By Ty Halpin
The Playing Rules Oversight Panel is reviewing the relationship between playing rules and marketing/branding efforts in the membership.
During its NCAA Convention earlier this month, the panel confirmed that the financial impact of rules is within its responsibility for review – both positive and negative.
“We realize that in most cases, the financial-impact review deals with things that will add expense to the membership,” said chair John Iamarino, Southern Conference commissioner. “In some cases, however, a further discussion may be needed when playing rules could potentially affect other marketing efforts. We want to be sure we are able to trigger additional dialog if needed.”
An example of this might be a decision by a rules committee to prohibit advertising on the field of play (if previously allowed). With contractual commitments already in place on many campuses, such a decision could unintentionally cause the membership to violate agreements and ultimately lose valuable funding. PROP’s role would be to ensure that the commercial element of such a rules proposal has been fully vetted before approving or denying the action.

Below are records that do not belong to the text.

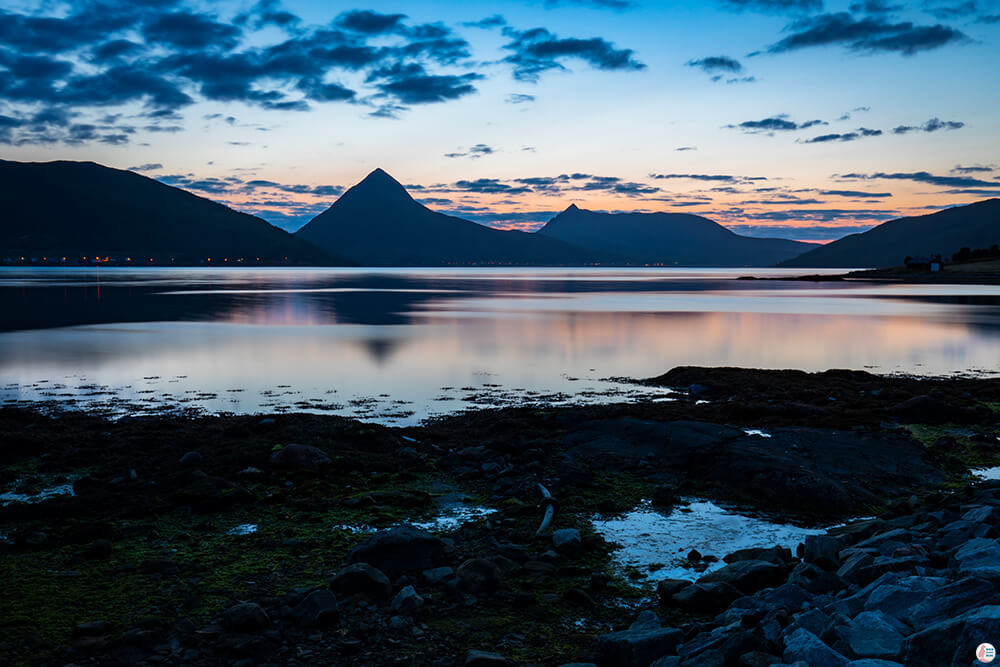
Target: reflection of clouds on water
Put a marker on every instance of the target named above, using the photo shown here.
(507, 336)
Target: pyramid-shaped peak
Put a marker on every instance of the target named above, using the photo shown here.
(379, 187)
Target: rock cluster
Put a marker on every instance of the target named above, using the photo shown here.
(916, 587)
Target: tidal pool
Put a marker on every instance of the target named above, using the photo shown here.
(657, 542)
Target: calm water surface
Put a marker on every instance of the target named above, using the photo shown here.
(398, 345)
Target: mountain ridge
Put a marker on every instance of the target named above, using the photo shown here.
(84, 209)
(943, 232)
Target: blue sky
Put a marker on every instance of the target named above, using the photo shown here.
(793, 118)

“Ultimately, our role is to be sure the playing rules committees have done their diligence and also that the membership is aware of the potential impact of a change,” Iamarino said.

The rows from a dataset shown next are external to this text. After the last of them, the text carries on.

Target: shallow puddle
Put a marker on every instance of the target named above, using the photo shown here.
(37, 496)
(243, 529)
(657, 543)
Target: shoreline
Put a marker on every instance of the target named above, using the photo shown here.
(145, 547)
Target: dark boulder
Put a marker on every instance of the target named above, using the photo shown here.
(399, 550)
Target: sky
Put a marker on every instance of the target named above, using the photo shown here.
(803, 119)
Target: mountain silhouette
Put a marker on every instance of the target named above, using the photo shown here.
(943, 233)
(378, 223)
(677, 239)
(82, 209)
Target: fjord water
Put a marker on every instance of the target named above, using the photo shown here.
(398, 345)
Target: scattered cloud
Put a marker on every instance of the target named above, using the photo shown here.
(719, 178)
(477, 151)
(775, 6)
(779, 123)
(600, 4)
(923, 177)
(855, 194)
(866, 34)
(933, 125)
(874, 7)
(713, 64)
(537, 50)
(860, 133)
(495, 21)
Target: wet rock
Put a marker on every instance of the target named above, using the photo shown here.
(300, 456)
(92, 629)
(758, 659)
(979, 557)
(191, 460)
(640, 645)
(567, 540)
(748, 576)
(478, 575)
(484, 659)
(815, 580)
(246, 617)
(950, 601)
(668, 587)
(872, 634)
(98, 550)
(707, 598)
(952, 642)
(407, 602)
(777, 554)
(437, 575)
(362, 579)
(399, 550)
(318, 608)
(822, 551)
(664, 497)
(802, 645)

At its Jan. 13 meeting, the panel also reviewed its requirements for hiring secretary-rules editors in the future. The secretary-rules editor serves on each rules committee as a nonvoting member and provides interpretations and clarifications on behalf of the committee.
The panel confirmed that secretary-rules editors may not be active coaches or game officials. However, PROP did not remove from consideration those who are active conference coordinators of officials or serving an officiating organization as an officer or leadership position.

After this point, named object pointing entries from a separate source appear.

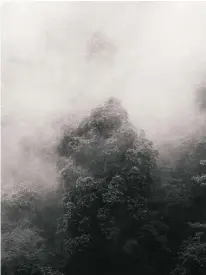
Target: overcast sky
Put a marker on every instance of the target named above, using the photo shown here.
(61, 57)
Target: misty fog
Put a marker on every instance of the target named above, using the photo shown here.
(65, 58)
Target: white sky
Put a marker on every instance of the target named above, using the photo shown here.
(158, 59)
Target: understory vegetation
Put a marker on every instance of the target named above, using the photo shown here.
(118, 208)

“It is important to remove direct conflicts of interest when possible,” Iamarino said. “The demands on these important positions require secretary-rules editors to no longer be actively coaching or officiating.”
In other action, the panel sent two proposals from the Committee on Competitive Safeguards and Medical Aspects of Sports to each rules committee for a thorough review. The panel reviewed current playing rules dealing with mouth guards and the management of visible blood on a uniform during play and requested each committee to consider modifications, if needed, during the next cycle.
Finally, the panel confirmed its role in the rules modification process for those sports that use an outside governing body’s playing rules. When modifications are proposed by the NCAA championship committee, the changes must follow a similar system that NCAA playing rules committees follow and be sent to PROP for approval.
Ty Halpin is associate director of playing rules administration at the NCAA.